L'incident serait survenu pendant la pause du midi, mais hors de l'enceinte de l'école. L'un des jumeaux, qui a témoigné hier, a raconté que son frère et lui marchaient dans la rue derrière trois garçons de leur école, dont l'accusé. L'un des trois garçons avait invité les jumeaux à les suivre. Ils allaient au dépanneur acheter de la gomme. Mais après un certain temps, les deux autres auraient décidé qu'ils ne voulaient pas être suivis. Ils auraient dit aux jumeaux d'arrêter de les suivre.

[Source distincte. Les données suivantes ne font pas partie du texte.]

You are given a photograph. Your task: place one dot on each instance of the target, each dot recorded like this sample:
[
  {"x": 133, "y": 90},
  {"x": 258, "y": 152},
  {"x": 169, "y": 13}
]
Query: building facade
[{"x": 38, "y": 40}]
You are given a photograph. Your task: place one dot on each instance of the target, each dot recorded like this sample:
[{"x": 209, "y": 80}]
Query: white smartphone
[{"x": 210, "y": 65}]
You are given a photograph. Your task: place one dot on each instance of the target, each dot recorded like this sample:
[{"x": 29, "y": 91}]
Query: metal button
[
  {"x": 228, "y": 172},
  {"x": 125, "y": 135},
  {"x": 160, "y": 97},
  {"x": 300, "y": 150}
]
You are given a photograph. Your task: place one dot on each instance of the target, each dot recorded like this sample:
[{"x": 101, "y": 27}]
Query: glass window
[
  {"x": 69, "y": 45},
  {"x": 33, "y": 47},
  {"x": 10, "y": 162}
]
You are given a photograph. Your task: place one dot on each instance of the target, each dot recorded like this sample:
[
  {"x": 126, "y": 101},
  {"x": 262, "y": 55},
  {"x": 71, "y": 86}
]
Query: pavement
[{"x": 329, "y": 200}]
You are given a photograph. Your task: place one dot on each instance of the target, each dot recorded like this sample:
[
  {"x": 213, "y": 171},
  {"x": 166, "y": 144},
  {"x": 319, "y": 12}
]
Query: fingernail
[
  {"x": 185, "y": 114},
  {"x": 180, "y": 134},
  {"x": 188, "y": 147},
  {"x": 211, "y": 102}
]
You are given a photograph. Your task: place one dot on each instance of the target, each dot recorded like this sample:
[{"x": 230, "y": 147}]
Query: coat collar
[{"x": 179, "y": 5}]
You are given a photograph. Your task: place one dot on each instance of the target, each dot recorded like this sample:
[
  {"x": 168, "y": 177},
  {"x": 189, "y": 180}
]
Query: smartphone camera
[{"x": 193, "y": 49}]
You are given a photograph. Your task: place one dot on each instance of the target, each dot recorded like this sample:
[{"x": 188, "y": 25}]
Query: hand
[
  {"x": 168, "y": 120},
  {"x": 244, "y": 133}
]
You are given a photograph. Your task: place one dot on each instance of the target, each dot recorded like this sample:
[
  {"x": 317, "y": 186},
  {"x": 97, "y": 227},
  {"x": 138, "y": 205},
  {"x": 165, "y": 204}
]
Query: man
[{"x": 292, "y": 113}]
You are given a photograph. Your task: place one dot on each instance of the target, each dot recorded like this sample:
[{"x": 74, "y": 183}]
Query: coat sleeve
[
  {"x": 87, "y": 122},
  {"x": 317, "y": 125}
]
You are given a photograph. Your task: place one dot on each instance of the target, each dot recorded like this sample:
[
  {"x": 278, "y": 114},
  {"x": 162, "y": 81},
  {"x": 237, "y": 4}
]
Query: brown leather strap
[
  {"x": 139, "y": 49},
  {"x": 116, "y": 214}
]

L'accusé aurait sorti son kirpan de sous son chandail. «Il y avait du tissu blanc alentour... il l'a développé... C'était la couleur d'une fourchette. Il a dit: veux-tu que je l'utilise ?», a raconté le jeune témoin. Toujours selon ses dires, l'accusé a aussi sorti une aiguille pour menacer son frère jumeau, qui aurait été poussé par un autre des garçons, un «méchant», et serait tombé par terre. Voyant un homme âgé qui marchait dans leur direction, l'accusé aurait alors remballé son kirpan avec le tissu et des élastiques, puis l'aurait «serré dans ses pantalons».

Les jumeaux se sont enfuis en courant. Le témoin raconte avoir appelé sa mère pour lui dire qu'on lui avait pointé un couteau. Celle-ci leur a recommandé de vite se rendre à l'école. Ils sont allés voir la directrice, qui a appelé la police.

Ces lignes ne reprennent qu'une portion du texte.